The Securities and Exchange Commission can move forward with its lawsuit against Coinbase, U.S. District Judge Katherine Polk Failla said Wednesday.
The SEC “sufficiently pleaded that Coinbase operates as an exchange, as a broker, and as a clearing agency under the federal securities laws, and, through its Staking Program, engages in the unregistered offer and sale of securities,” she wrote.
“The ‘crypto’ nomenclature may be of recent vintage, but the challenged transactions fall comfortably within the framework that courts have used to identify securities for nearly eighty years,” she wrote.
Failla dismissed, however, the SEC’s claim that Coinbase Wallet is an unregistered broker, saying the commission’s arguments “fall short.”
The SEC sued Coinbase last June, three months after informing the company through a Wells notice that an enforcement action was likely on the way.
The crypto exchange asked the judge to dismiss the lawsuit in August. Citing a separate ruling involving Ripple, Coinbase’s chief legal officer, Paul Grewal, said the SEC “has trampled the strict boundaries on its basic authority.” The SEC and Coinbase first met in court in January.
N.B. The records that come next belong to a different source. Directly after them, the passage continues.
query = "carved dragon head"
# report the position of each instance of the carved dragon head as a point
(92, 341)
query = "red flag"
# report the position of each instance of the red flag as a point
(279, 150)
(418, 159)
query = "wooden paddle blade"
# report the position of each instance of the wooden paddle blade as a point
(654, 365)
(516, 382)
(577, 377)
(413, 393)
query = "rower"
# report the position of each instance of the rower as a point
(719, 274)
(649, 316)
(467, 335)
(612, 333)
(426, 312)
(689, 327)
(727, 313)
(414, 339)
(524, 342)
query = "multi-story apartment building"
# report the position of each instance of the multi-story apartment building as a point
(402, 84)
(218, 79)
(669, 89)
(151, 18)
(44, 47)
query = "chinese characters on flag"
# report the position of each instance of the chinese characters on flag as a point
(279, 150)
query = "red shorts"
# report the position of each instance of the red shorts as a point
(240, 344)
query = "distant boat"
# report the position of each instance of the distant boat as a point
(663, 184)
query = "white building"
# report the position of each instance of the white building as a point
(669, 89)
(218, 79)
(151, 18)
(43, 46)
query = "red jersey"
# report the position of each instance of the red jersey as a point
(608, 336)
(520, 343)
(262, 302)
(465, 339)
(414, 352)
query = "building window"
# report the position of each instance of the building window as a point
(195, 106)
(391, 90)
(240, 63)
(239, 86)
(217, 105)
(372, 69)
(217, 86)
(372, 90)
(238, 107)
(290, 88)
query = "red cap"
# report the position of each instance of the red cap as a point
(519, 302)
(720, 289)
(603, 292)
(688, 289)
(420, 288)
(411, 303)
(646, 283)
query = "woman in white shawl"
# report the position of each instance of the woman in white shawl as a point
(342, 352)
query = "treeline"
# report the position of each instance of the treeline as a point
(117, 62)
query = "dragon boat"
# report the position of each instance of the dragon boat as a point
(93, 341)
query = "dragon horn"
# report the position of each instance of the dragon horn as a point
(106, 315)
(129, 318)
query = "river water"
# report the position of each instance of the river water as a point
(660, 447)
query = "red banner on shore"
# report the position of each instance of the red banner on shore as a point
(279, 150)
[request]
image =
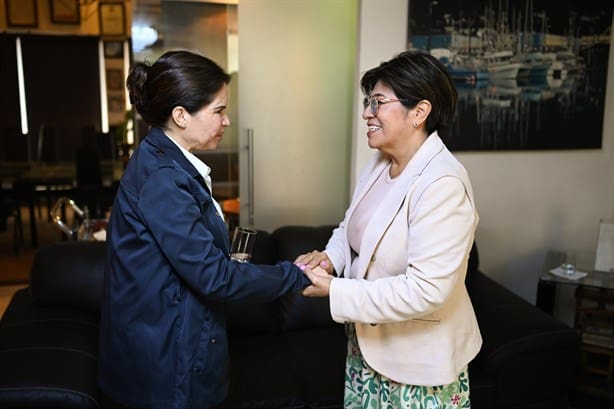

The Ripple case, which landed partial wins for both the regulator and the crypto exchange, saw a development this week when the SEC filed a brief with the court claiming Ripple should pay $2 billion in penalties for selling its token, XRP, to institutional investors. Ripple is set to file a reply next month.
In response to Failla’s Wednesday ruling, Grewal wrote in a post on social media site X that he wasn’t surprised.
“Early motions like ours against a government agency are almost always denied,” he said. “But clarity is the ultimate goal and today’s decision continues us on that path.
“While we continue this process, and any necessary appeals, we encourage Congress to build on the momentum we saw last year to advance comprehensive digital assets legislation in the US,” he wrote. “This is critical if we want innovation to remain in the US.”